Marin Allen, deputy associate director for communications and public liaison and director of public information at NIH, said she would like the field to develop a 360-degree operationalization of what equity is so that it does not have to be built piece by piece. She also voiced the need to integrate health literacy into core services so that it is not seen as just a nice add-on to current processes and to study the complexity of risk, particularly with regard to the emotion of risk and its relationship to trust and fate.
Andrew Pleasant, senior director for health literacy and research at Canyon Ranch Institute, also supported the need to embrace and address complexity in actionable ways that do not just accept complexity as a barrier to improving health and advancing health equity. He remarked that the health literacy field needs to get away from blaming various segments of the population because they are not fully health literate and to add a focus on prevention to future research. He then noted that the Roundtable’s next workshop, on March 24, 2015, will look at health literacy and new technology.
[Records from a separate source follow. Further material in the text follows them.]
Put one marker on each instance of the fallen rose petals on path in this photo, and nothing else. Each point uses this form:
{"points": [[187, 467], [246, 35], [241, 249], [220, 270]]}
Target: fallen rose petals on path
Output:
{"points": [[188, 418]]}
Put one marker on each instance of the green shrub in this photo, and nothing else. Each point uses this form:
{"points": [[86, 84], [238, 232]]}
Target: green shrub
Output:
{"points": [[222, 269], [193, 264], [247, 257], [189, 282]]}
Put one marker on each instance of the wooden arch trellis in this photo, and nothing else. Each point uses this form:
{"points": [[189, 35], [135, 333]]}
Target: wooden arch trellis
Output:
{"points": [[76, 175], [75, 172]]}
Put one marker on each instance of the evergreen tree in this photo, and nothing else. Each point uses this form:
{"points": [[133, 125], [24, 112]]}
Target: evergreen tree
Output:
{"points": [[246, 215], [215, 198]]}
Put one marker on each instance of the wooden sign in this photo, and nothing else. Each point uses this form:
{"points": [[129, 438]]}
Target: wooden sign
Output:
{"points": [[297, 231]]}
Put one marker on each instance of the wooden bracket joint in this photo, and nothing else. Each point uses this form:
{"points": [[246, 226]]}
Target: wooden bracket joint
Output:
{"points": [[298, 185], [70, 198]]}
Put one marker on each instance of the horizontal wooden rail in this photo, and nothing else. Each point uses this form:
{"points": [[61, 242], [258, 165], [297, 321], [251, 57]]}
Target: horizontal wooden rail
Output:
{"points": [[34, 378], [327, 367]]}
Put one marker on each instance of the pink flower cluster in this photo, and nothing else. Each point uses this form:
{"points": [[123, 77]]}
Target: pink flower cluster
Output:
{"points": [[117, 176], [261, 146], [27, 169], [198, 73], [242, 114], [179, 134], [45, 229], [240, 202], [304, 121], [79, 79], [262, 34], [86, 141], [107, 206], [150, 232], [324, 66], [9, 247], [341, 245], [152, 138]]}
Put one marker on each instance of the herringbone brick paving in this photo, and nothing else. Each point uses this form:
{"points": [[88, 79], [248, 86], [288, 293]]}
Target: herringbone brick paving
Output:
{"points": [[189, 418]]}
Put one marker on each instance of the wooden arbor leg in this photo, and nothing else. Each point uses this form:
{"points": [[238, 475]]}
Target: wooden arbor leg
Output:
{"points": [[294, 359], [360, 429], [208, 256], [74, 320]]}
Cindy Brach, a member of the Roundtable, noted her surprise at hearing so much during the workshop on social determinants of health given that much of her work over the past 18 years at AHRQ has been about fixing a broken system. She also commented that back in 2010, the field seemed to be at a tipping point given that health literacy was included in the ACA, there was the Plain Writing, and there was the National Action Plan
to improve health literacy, but today, 4 years later, she said she believes the field has lost momentum. She wondered why the field is still “fighting and slogging to drag organizations to address health literacy,” when nobody would argue that it is important to patients to be able to understand communications from their health systems and for individuals to understand what to do to stay healthy. While she agreed with Rosof that culture eats strategy for lunch, she noted that “you can’t start with culture change.” What then, she asked, are the policy levers that have to be pulled to really get to a tipping point and get past it? In her mind, said Brach, “we need to link health literacy and cultural competence to patient safety, because that is what everyone is paying attention to,” particularly with the emphasis on patient-centered care, self-management, and shared decision making. In thinking about future opportunities, she said that palliative care and end-of-life care would be good areas for the Roundtable to explore. Isham concluded the discussion, and the workshop, by restating the need to move health literacy more broadly into health and to think about health literacy from a systems perspective and not just as an issue for individuals.